When I say we want to be there, ‘who’ wants to be there?—The body-mind complex, the impure consciousness, the Prakritik consciousness that is there. It considers itself as a free agency. That free agency is classically or technically called as the ego— Aham .

The Aham is really nothing very different from the agency driving all sentient creatures, all animals. So, the ego is there, and the ego is a bundle of imperfections, but the ego loves to call itself perfect. Are we together till this point? We are the ego, and we are the ego just as all animals are the ego, and that ego is nothing but a product of the body, and therefore, like everything else associated with the body, the ego is highly imperfect.

But the ego takes great pride in calling itself perfect, and the ego is deeply insecure about its imperfections and falsenesses being exposed. That’s who we are—the ego. The ego that wants to say, “I am good. I am alright. Verily, I am the Atma . I am the pure Self. I need no corrections. I need not rise. I need no ascension. I need no discipline.” Why is ego always that way? Why is the ego so insistent on calling itself ‘the pure Self’?

The reason is quite practical. Because if the ego does not call itself as the pure Self, it will have to work hard towards becoming the pure Self; becoming is not quite the right word, but let’s take it for practical reasons. If I do not accept that I am the Atma , then I’ll have to work very hard to reach the Atma . If I do not accept that I am already at the destination or if I concede that I am very far from the destination, then the onus will be on me to travel fast and travel rightly towards the destination, to reach the destination, and all that is hard work.
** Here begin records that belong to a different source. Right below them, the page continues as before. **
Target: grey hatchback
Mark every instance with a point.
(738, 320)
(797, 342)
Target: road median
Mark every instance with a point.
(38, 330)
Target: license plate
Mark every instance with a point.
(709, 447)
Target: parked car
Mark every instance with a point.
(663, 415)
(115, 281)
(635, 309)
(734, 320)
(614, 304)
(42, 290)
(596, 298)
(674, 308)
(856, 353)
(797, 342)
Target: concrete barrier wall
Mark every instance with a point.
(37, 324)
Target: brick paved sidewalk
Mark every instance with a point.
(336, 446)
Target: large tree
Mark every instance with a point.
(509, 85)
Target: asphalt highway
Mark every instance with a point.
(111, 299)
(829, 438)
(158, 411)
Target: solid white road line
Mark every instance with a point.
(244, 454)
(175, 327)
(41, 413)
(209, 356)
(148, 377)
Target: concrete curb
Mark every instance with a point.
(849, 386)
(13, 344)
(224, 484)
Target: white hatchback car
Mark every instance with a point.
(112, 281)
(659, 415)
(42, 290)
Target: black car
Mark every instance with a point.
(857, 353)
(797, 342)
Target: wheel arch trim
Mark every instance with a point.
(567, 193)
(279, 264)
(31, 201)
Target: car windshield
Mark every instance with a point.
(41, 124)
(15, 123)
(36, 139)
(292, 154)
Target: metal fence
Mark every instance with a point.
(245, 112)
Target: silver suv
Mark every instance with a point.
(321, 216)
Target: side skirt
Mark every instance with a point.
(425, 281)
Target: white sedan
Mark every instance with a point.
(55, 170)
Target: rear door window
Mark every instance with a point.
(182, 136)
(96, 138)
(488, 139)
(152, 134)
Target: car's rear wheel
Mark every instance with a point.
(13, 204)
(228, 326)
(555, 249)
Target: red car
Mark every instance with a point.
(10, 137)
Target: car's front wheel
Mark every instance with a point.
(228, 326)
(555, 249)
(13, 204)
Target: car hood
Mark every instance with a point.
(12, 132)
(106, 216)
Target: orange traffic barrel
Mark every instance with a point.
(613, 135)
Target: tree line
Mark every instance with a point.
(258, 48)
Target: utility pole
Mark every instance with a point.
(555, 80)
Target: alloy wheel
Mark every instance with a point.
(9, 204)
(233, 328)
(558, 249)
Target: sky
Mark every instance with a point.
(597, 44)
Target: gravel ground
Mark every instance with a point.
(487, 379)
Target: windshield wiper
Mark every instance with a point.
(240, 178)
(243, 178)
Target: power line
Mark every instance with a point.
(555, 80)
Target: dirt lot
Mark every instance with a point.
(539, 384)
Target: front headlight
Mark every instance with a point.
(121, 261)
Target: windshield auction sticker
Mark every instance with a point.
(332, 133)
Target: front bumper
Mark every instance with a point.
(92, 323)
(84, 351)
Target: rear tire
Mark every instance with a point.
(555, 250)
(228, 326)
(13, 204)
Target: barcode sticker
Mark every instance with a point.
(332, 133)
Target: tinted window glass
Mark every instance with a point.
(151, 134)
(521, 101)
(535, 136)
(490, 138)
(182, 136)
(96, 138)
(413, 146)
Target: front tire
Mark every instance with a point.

The ego, being governed by Prakriti , has a lot of Tamsa , and what is Tamsa ? Tamsa is a tendency to not work hard enough. Tamsa is laziness. Now, if I do not want to work hard enough, a cheap solution is to say, “I am already good enough. I do not need to work hard. I do not need to work hard because I am already at the destination, you see.” Right?

So, each of us wants to somewhere assert that, “I am already good enough. I’m already good enough. I’m already good enough by dint of my birth. I was kind of born perfect. And if I say that about myself, I’ll have to say that equally about others as well, so I say I am perfect, and then I start expecting perfection from others as well. Because you see, I was born the True Self, the pure Atma . And if I was born that way, then, you know, my younger brother too has to be born that way, my wife too has to be born that way, my neighbour too has to be born that way.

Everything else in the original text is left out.